Credential & pathway
A Certificate of Completion — non-credit (CDCP) designed to stack toward credit.
The certificate is organized as three stackable semesters — Foundations, Core Infrastructure, and Applied Production Systems — so a learner can exit after any semester with a coherent, résumé-ready set of skills, or continue straight through to the full credential. As a noncredit Chancellor's-Office-recognized CDCP (Credit for Prior Learning-eligible, enhanced-funding) certificate, the program is designed to articulate toward credit coursework, giving graduates a stackable, non-credit-to-credit on-ramp into an associate degree or transfer pathway without repeating material they've already mastered.
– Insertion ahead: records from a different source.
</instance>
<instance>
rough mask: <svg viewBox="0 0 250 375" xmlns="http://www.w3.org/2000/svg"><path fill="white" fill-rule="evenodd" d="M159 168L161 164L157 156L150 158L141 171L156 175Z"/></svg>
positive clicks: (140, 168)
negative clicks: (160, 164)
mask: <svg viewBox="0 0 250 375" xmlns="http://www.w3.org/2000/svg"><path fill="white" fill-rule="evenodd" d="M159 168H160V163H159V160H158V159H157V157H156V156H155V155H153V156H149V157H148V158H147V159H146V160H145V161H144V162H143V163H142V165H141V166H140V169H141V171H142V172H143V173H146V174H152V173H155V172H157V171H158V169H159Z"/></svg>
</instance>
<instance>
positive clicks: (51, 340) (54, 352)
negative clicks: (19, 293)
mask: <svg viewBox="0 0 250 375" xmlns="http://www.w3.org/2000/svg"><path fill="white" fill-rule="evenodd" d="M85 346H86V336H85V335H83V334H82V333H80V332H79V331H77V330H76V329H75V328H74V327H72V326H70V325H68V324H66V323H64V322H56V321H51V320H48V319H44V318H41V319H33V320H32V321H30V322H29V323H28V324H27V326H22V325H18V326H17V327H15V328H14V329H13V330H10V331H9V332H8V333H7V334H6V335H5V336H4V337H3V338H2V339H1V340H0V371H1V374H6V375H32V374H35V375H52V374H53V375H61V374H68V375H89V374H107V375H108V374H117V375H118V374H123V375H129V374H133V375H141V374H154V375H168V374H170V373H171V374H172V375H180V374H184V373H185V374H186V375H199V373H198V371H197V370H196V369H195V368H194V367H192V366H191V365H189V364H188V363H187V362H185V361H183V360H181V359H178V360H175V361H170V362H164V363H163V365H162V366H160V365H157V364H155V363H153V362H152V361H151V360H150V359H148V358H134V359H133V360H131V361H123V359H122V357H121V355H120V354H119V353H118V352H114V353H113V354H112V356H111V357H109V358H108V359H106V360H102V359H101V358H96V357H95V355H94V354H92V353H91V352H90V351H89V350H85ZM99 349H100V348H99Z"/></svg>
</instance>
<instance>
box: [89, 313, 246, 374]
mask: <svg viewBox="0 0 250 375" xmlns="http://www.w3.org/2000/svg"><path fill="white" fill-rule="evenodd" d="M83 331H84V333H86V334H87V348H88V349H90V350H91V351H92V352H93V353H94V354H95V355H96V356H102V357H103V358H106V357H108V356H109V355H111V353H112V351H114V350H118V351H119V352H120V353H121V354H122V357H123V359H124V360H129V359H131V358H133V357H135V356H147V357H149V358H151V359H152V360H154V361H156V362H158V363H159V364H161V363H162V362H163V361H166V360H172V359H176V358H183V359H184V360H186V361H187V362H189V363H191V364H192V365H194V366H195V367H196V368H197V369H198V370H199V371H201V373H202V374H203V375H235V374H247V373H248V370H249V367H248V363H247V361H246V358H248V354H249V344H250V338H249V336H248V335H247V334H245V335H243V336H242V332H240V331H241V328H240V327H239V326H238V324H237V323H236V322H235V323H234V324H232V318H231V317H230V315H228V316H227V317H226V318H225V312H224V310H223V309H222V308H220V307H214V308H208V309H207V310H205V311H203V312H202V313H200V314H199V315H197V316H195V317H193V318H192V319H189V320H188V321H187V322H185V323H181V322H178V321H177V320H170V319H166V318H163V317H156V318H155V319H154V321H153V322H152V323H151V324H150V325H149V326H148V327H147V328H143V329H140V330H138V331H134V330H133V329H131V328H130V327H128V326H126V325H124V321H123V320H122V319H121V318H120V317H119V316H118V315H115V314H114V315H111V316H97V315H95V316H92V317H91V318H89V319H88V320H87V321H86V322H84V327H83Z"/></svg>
California labor-market data show the occupations this certificate targets among the fastest-growing in the state: Data Scientists (+37.1%) and Computer & Information Research Scientists (+26.1%) are projected to grow far faster than the statewide all-occupations baseline of 8.8%, and Software Developers — the largest target occupation at 290,800 workers — is projected to add over 200,000 openings through 2034. AI is simultaneously displacing routine technical roles (Network & Computer Systems Administrators is the one target occupation in decline) and creating new demand for workers who can build, deploy, and govern AI systems — precisely the retraining path this certificate provides.